1. süreç faaliyeti a). aktif, b). etkin değil.

2. klinik ve morfolojik özellikler: endo-, miyo-, perikardit, sinir sisteminde hasar (romatizmal ensefalit, serebral damarlarda hasar), romatizmal plörezi, vb.

3. akışın doğası: a). akut 2-3 ay, b). subakut 3-6 ay, c). kronik:

4-6 ay uzayan,

sürekli tekrarlayan,

Gizli.

4. etkilenen organın fonksiyonel değerlendirmesi - kalp yetmezliğinin varlığı veya yokluğu, sonuç.

TEDAVİ:

  1. Zorunlu hastaneye yatış, yatak istirahati.

2. Antibiyotikler:

Penisilin 500 bin 2 hafta boyunca günde 6 kez.
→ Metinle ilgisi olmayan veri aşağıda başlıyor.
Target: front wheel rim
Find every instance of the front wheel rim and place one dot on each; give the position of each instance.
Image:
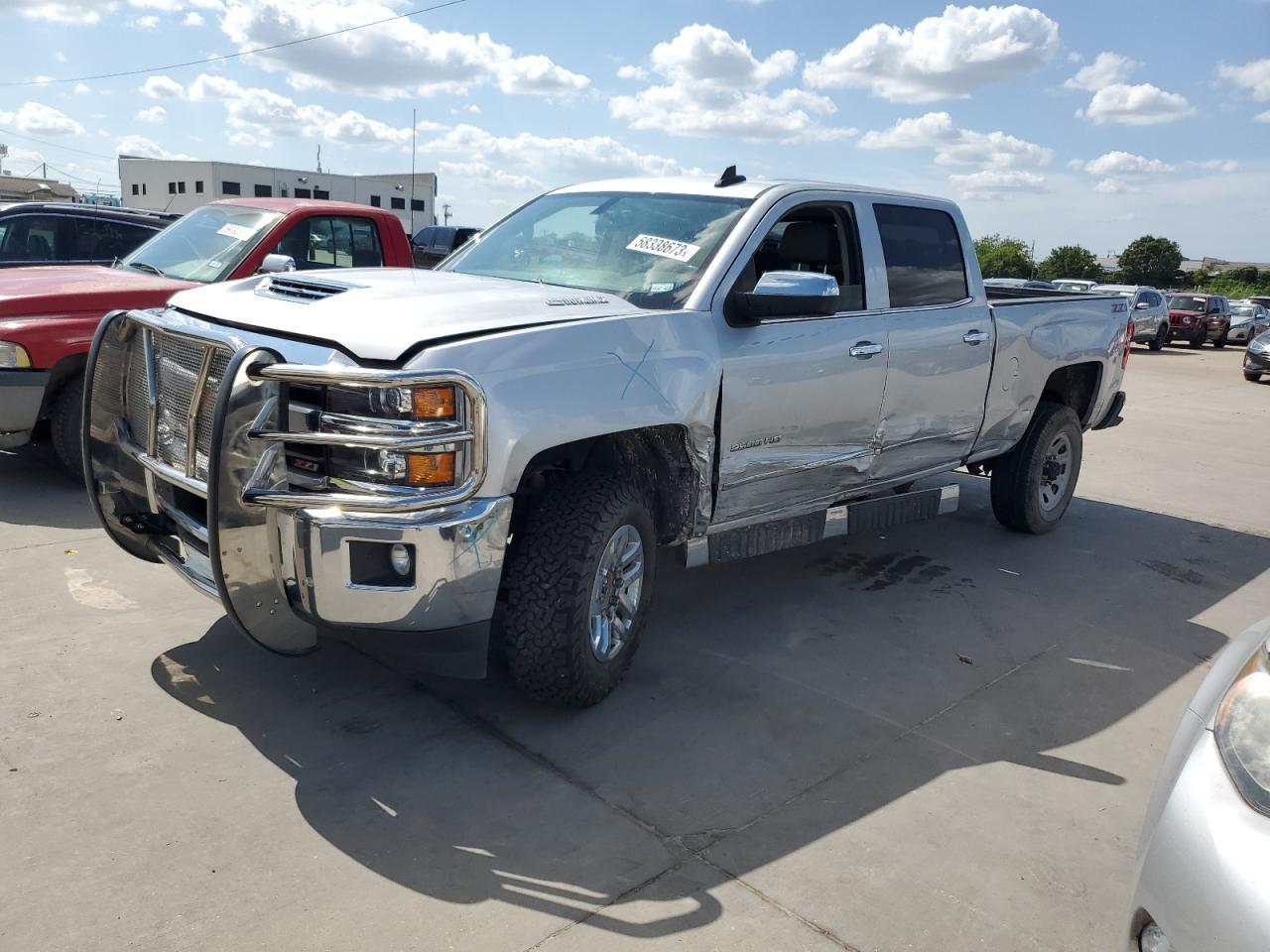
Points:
(615, 593)
(1056, 472)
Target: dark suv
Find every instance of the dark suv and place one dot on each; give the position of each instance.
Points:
(1199, 317)
(60, 232)
(432, 245)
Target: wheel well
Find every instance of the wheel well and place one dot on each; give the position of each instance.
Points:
(64, 370)
(658, 456)
(1075, 386)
3. Steroid hormonları, antiinflamatuar, antialerjik ilaçlar:

Prednizolon maksimum dozu 40 mg/gün olup, ilk hafta 30-40 mg/gün daha sonra haftada bir tablet (5 mg) kesilir.Hastalığın ilk iki haftasında prednizolon tedavisi başlanmışsa, o zaman kalp hastalığı gelişmez. Tedaviye hastalığın başlangıcından itibaren 2 haftadan daha geç başlanırsa doz artırılmalıdır.

4. Hücre zarlarının geçirgenliğini azaltmak:

Askorbik asit, 1,5 gr/gün

5. Şiddetli artralji ile:

Aspirin 1.0 - 4 kez Antiromatizmal olarak

Brufen 0.2 - 4 kez etkisiz oldukları anlamına gelir.
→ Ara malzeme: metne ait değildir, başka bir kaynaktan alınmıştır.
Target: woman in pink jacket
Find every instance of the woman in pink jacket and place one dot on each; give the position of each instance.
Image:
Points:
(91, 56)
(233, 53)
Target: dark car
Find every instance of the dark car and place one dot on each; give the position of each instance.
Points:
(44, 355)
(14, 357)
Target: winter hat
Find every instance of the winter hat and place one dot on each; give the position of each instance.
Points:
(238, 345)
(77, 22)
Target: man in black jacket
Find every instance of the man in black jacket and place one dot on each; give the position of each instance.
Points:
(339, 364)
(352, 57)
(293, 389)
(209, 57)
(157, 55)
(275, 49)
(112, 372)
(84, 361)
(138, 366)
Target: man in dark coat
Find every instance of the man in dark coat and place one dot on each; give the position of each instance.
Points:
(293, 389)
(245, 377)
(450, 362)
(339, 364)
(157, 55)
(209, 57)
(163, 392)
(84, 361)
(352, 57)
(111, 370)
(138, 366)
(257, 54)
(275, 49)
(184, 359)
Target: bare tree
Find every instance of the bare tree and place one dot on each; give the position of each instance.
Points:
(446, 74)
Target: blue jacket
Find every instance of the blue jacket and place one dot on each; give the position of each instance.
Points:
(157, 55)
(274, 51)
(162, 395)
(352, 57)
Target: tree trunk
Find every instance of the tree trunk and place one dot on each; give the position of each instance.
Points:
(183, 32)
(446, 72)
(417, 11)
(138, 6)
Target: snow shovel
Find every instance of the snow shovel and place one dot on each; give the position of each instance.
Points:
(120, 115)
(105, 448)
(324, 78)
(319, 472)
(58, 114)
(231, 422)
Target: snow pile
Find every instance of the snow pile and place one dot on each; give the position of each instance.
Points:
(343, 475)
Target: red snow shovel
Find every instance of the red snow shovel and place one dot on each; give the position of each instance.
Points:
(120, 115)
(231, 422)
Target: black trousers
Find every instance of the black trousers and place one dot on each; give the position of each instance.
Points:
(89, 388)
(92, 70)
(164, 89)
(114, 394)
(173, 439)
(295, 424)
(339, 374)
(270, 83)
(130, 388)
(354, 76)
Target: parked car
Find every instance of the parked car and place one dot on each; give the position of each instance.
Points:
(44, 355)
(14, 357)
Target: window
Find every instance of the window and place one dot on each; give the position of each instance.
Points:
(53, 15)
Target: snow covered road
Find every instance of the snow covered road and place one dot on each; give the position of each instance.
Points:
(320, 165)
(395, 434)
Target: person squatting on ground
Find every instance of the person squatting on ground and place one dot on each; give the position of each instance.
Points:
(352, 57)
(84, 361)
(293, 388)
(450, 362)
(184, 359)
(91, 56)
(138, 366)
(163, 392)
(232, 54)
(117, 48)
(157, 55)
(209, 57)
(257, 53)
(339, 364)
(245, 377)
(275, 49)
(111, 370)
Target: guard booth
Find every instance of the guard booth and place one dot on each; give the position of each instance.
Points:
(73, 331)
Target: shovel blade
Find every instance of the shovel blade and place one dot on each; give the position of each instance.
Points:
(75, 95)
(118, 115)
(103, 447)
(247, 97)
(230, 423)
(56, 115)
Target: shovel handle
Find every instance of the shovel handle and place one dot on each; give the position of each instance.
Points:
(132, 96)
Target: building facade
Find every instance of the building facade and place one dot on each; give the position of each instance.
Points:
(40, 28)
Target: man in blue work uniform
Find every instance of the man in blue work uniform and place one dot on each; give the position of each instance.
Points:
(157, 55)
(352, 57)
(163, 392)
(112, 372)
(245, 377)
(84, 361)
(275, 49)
Reopirin 0,25 - 4 kez Anti-

Glukokortikoidler için indometasin endikasyonları

Butadione 0.15 ve ne zaman iptal edildi.

6. Yumuşak sitostatikler (glukokortikoidlerden etki yoksa kullanılır):

Gecikme 0.25

Plaquenil 0.2

Tedavi süresi - en az 2 ay akut seyir ve subakut için 4 ay.